In first post-bailout vote, Greek conservatives tipped to unseat Tsipras

Greeks voted on Sunday in the first general election since the country emerged from international bailouts, with polls predicting the conservatives will return to power and end four years of leftist rule blamed for saddling Greece with more debt.

Opinion polls put New Democracy’s lead at around 10 percentage points ahead of ruling SYRIZA, potentially giving it an absolute majority in Greece’s 300-seat parliament.

“This is a critical battle,” said Prime Minister Alexis Tsipras, who stormed to power in 2015 as a radical leftist vowing to tear up the austerity rule book, only to relent later.

“We are fighting it with optimism and determination … so that the sacrifices and hard work of our people do not go to waste,” he said after casting his vote in Athens on a hot summer morning.

The snap election was called after SYRIZA suffered a defeat in European elections in May, and is largely a showdown between two contenders – Tsipras and Kyriakos Mitsotakis of New Democracy, scion of a political dynasty who hopes to follow in the footsteps of his father as prime minister.

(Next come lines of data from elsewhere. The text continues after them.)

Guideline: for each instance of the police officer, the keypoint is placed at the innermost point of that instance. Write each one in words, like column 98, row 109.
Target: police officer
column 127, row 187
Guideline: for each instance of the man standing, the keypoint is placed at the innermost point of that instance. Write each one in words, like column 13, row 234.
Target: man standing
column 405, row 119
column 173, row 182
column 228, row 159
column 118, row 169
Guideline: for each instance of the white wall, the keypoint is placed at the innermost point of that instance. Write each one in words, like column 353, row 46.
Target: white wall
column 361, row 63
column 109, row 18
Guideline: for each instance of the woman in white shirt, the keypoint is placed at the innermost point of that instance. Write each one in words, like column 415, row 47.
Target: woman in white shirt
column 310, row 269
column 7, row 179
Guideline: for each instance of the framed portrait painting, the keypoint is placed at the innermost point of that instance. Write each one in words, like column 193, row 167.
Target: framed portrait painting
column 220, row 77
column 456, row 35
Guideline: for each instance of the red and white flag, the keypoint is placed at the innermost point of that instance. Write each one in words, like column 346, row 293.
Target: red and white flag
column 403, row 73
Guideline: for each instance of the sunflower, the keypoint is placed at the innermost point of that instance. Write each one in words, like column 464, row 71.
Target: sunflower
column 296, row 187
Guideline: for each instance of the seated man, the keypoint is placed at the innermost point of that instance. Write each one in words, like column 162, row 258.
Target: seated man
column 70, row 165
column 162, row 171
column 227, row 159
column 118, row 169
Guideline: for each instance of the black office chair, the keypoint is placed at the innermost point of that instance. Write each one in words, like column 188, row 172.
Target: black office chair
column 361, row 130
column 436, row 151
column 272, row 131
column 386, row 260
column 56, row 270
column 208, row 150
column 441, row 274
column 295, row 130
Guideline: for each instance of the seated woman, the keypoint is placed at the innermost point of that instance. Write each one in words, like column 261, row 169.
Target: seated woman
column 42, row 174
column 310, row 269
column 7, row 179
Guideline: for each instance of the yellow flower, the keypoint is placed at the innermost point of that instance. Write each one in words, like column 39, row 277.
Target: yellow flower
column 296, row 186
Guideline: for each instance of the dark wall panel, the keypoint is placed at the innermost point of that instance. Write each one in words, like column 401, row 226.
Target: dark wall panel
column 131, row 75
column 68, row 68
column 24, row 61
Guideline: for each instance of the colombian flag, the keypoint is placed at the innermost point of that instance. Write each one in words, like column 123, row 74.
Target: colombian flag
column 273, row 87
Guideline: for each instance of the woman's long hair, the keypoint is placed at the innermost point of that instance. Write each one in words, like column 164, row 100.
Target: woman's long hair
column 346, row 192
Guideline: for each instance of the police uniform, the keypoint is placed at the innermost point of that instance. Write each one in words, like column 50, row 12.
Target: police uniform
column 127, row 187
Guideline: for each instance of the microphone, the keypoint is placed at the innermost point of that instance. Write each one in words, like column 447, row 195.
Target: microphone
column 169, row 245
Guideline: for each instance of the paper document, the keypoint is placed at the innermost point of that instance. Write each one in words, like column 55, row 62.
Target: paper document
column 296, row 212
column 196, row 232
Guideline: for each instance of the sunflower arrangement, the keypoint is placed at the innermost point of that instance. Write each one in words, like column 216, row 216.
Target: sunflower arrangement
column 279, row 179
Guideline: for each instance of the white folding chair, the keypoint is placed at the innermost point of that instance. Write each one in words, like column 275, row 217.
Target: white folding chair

As Mitsotakis arrived at the polling station, a crowd of supporters erupted in cheers of “Here comes the prime minister!” A small group of radical leftist demonstrators tried to block the entrance.

“Today, Greeks take their fate in their own hands and I am certain that a better day for our country will dawn tomorrow,” Mitsotakis said.

Focus on economy

Greece endured a debilitating financial crisis from 2010 that required three cash lifelines from its European Union partners. The economy is the public’s main concern, said Thomas Gerakis of pollsters MARC.

“I want the government that will be elected to do its best for the people, who are hungry,” said pensioner Christos Mpekos, 69. “To give jobs to the young so they don’t leave.”

Others said they forgave Tsipras for any errors.

“I am completely satisfied, whatever the mistakes, whatever the omissions. He got us out of the bailouts,” said Niki Loufa, 61, a retired bank worker.

Tsipras says that a vote cast for Mitsotakis would go to the political establishment, which forced Greece to the edge of the precipice in the first place.

But he has also been roundly criticized for mismanagement of crises and for brokering a deeply unpopular deal to end a dispute over the name of neighoring North Macedonia.

“Tsipras brought a pension plan that hurt us; he brought a deal over the Macedonia issue that stole our pride,” said another voter, 62-year-old Fotini.

Greece wrapped up its last economic adjustment program in 2018 but remains under surveillance from lenders to ensure no future fiscal slippage. While economic growth has returned, Greek unemployment of 18 percent is the eurozone’s highest.

New Democracy has promised to invest in creating well-paid jobs with decent benefits. The outgoing government meanwhile hopes voters will reward it for upping the minimum wage by 11 percent and reinstating collective bargaining.

Some voters remained skeptical.

“I don’t expect anything to change but I would like everything to change,” said 44-year-old Alexandros Pappas, who is unemployed.

Voting ends at 7.00 p.m. (1600 GMT), with the first official projections expected about two hours later.